Part of how we plan to implement these, at least at Stateville, is by developing end-of-the-quarter community forums. Two NPEP students shared the idea with me, and so we’ve been working in each study hall to brainstorm an agenda and a potential guest speaker.
The other is holding group check-ins. Even though in many ways graduate students and tutors from Northwestern’s Evanston and Chicago campus identify as peers, in many other ways there are a lot of things for NPEP students that go on behind bars that, when I leave, I am just not a part of and can’t relate to. Group check-ins intend to help NPEP students learn to see each other as resources and not just think, “If I have a wellness concern, I have to go talk to a tutor.” These group check-ins can be more sustainable and help shift the narrative to, “If I have a wellness concern, and the wellness team has been helping me develop these positive coping skills, I can talk to my peer and we can help each other as assets and resources.”
In my going-on-three years with NPEP, I can say I’ve learned how to think, to feel more critically and creatively. I’ve been able to see my wellness journey be so influenced by my work with the team and, more recently, my work in teaching my own class.

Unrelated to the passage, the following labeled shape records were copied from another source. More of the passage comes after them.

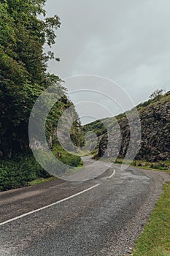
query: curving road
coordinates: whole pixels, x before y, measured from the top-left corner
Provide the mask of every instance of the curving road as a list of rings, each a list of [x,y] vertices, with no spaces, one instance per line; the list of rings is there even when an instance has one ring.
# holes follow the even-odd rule
[[[90,169],[94,160],[83,160]],[[168,175],[117,165],[97,178],[96,172],[90,169],[90,181],[56,179],[1,192],[0,255],[130,253]]]

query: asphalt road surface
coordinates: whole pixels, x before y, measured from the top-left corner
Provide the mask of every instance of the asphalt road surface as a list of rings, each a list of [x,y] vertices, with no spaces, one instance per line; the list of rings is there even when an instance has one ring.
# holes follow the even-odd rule
[[[168,176],[117,165],[96,174],[1,192],[0,255],[131,253]]]

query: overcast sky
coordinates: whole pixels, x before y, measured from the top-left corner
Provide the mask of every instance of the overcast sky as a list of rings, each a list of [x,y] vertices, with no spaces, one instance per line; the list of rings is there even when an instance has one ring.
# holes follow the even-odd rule
[[[136,105],[170,89],[169,0],[47,0],[45,9],[61,21],[51,72],[113,80]]]

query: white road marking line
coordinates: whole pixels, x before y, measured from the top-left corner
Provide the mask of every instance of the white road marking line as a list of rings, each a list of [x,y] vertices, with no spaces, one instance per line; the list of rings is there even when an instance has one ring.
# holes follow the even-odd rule
[[[107,178],[112,178],[115,174],[115,173],[116,173],[115,170],[113,170],[112,174],[109,177],[108,177]]]
[[[73,198],[73,197],[77,197],[77,195],[81,195],[81,194],[83,194],[83,193],[85,193],[85,192],[88,192],[88,191],[89,191],[89,190],[91,190],[91,189],[94,189],[95,187],[99,186],[99,185],[100,185],[100,184],[98,183],[98,184],[96,184],[96,185],[95,185],[95,186],[90,187],[89,187],[88,189],[85,189],[85,190],[82,190],[82,191],[81,191],[81,192],[78,192],[78,193],[77,193],[77,194],[72,195],[71,195],[71,196],[69,196],[69,197],[68,197],[61,199],[61,200],[59,200],[59,201],[57,201],[57,202],[53,203],[51,203],[51,204],[50,204],[50,205],[48,205],[48,206],[46,206],[39,208],[39,209],[36,209],[36,210],[34,210],[34,211],[29,211],[29,212],[28,212],[28,213],[26,213],[26,214],[22,214],[22,215],[18,216],[17,217],[15,217],[15,218],[8,219],[8,220],[7,220],[6,222],[1,222],[1,223],[0,223],[0,226],[2,226],[3,225],[7,224],[7,223],[11,222],[12,222],[12,221],[14,221],[14,220],[16,220],[16,219],[21,219],[21,218],[23,218],[23,217],[26,217],[26,216],[28,216],[28,215],[34,214],[34,213],[36,213],[36,212],[37,212],[37,211],[39,211],[46,209],[47,208],[49,208],[49,207],[55,206],[55,205],[57,205],[57,204],[58,204],[58,203],[60,203],[66,201],[67,200],[69,200],[69,199],[71,199],[71,198]]]

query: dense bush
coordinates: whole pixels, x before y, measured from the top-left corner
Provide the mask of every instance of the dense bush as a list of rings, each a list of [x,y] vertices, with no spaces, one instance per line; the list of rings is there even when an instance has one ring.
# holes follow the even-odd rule
[[[50,176],[31,153],[0,161],[0,191],[27,186],[37,178]]]
[[[66,165],[77,167],[82,165],[81,157],[64,151],[60,145],[55,145],[53,149],[54,155]]]
[[[67,153],[59,145],[53,148],[53,154],[66,165],[75,167],[82,165],[80,157]],[[49,177],[50,175],[39,165],[31,152],[0,160],[0,191],[27,186],[38,178]]]

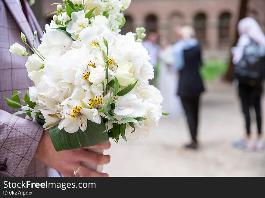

One of the things I always tell NPEP students is that I’m getting something out of this, too. They impact me in such a formative and substantive way. When I was really struggling with my health, to the point where I was hospitalized, the support that I received from students across Stateville and Logan helped to remind me why my approach to wellness emphasizes reciprocity. It helped me feel like they saw me, which allowed us to relate and bond on a necessary emotional level. A human level.
I’m so excited to co-create ways to enhance students’ learning and growing journeys. A Northwestern student ID doesn’t equate to who or what you are as a student. We hold a lot of different identities and positionalities that we’re always juggling; it’s not like we just put one hat on and then take one hat off, right? Being more sensitive and understanding of that is probably the biggest and most obvious part of my time in NPEP thus far.